LaMattina was tasked with coming up with community-wide celebration in East Boston.
“My wife Lisa and I just got married the year before,” said LaMattina. “At the time a lot of the friends that we grew up with were moving to Saugus, Peabody, and Revere. One night Lisa and I were talking about the future and whether or not we should move but Lisa said we should stay and take care of East Boston. I’ll never forget that conversation because it was at that moment we made a commitment to the neighborhood.”
So LaMattina had an idea after that conversation.
“It really started with Mayor Flynn wanting to do events throughout the summer to bring communities closer together and kids off the streets,” said LaMattina. “There were pockets of East Boston that were run down, absentee landlordism was at an all-time high, some of our parks were a mess, there were empty storefronts. But it was like this all over Boston. A lot of the residents who moved complained that the neighborhood wasn’t the same and I found that really insulting because I loved Eastie.”
LaMattina said between his wife’s encouragement to stay in Eastie and the fact the neighborhood still had a lot to offer, he banned together a like-minded group of friends, community activists and longtime residents that had no intention of leaving their beloved neighborhood.
“It was sort of a ‘we’ll show them’ attitude towards the people that left the neighborhood,” said LaMattina. “I believed then and still believe today that we live in the best neighborhood in Boston and I wanted to showcase all the talent and love people had for Eastie.”
So, on a hot summers night in 1988 at East Boston Memorial Stadium, the first Eastie Pride Day was held.
“We had donkey rides, food, local musicians like The Stompers, dunk tanks, rides,” said LaMattina. “That first time a lot of people that moved came back to the neighborhood and were surprised by the spirit.”
LaMattina said he was very careful not to make it a cultural event.
“I didn’t want it to be Italian Pride or Irish Pride because I felt it should be a celebration of East Boston’s diversity,” said LaMattina. “I wanted it to be an event where everyone who lived in the neighborhood felt welcome and could meet new people and new neighbors and start community building. If you look at Eastie Pride Day now it is a true representation of the community.”
However, LaMattina admits he thought it would only be a one-time event.
“When we planned the first Eastie Pride Day we thought that would be it,” said LaMattina. “Have everyone come down, show off their Eastie Pride and it would be over.”
But the success of the very first East Pride Day was all LaMattina and longtime organizers like Larry Smith and the late Anthony Albano needed to keep it going.
“It just sort of mushroomed into this yearly event we’ve all been doing for half our lives,” he said. “When we planned the first Eastie Pride Day none of us thought it would turn into what it is today.”

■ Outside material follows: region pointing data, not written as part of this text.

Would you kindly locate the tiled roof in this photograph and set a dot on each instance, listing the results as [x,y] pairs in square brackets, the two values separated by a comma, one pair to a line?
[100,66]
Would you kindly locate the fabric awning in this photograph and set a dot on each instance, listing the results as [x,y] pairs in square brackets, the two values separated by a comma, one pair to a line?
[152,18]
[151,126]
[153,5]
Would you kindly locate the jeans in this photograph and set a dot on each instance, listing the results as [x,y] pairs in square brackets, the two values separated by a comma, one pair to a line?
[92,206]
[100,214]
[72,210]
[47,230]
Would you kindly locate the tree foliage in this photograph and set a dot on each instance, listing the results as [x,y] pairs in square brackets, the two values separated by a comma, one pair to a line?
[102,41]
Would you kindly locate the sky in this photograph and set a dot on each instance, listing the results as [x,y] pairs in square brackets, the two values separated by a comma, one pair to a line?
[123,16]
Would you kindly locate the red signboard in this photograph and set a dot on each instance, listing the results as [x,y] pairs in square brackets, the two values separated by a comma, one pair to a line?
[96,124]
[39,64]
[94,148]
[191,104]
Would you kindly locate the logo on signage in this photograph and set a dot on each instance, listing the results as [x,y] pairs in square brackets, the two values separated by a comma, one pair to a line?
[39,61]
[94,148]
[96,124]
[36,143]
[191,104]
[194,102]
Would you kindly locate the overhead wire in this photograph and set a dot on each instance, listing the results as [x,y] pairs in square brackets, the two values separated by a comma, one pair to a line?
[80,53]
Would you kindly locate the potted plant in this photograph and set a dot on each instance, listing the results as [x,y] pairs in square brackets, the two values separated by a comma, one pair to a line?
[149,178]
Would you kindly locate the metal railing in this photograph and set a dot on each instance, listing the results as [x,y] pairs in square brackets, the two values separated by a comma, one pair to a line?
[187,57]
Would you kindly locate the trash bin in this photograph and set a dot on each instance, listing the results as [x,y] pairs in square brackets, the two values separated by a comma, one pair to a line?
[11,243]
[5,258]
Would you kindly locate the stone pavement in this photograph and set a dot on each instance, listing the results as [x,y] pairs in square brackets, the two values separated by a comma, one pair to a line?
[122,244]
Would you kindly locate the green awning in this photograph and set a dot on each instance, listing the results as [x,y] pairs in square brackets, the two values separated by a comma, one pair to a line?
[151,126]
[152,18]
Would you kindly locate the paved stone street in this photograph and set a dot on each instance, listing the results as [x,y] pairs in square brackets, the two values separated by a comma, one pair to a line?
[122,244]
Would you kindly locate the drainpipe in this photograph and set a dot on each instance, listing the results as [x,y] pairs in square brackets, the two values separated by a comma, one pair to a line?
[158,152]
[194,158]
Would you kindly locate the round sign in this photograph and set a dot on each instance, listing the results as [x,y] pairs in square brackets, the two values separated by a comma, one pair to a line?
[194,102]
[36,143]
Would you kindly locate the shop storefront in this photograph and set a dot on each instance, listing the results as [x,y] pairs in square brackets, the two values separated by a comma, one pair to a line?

So for the past 30 years LaMattina and company have been keeping something going that he holds very dear to his heart.
“It’s become a piece of me,” said LaMattina. “I started this when I worked for Mayor Flynn then under Mayor Menino, and now Mayor Walsh and throughout my time as a City Councilor. I’m almost 60 so I’ve been doing this for half my life. My daughter Liana wasn’t even born yet and now she’s one of the organizers. That’s the thing that really puts a smile on my face every year. When I see the residents that use to come when they were kids are now coming down with their own kids, it’s special.”
However, LaMattina said the younger generation will now be called upon to take over the reigns of Eastie Pride Day.
“You can always use new ideas and new blood,” said LaMattina. “I’ve been doing this for 30 years, Larry Smith and his wife, Carol, have been doing this for 30 years. It’s nice to see the younger generation like my daughter, Rep. Adrian Madaro, Tiana Tassinari, and all their friends now coming in and taking ownership because at some point we have to retire.”
The 30th Annual Eastie Pride Day will kick off Saturday, Aug. 18, at 3 p.m. at Piers Park on Marginal Street in East Boston.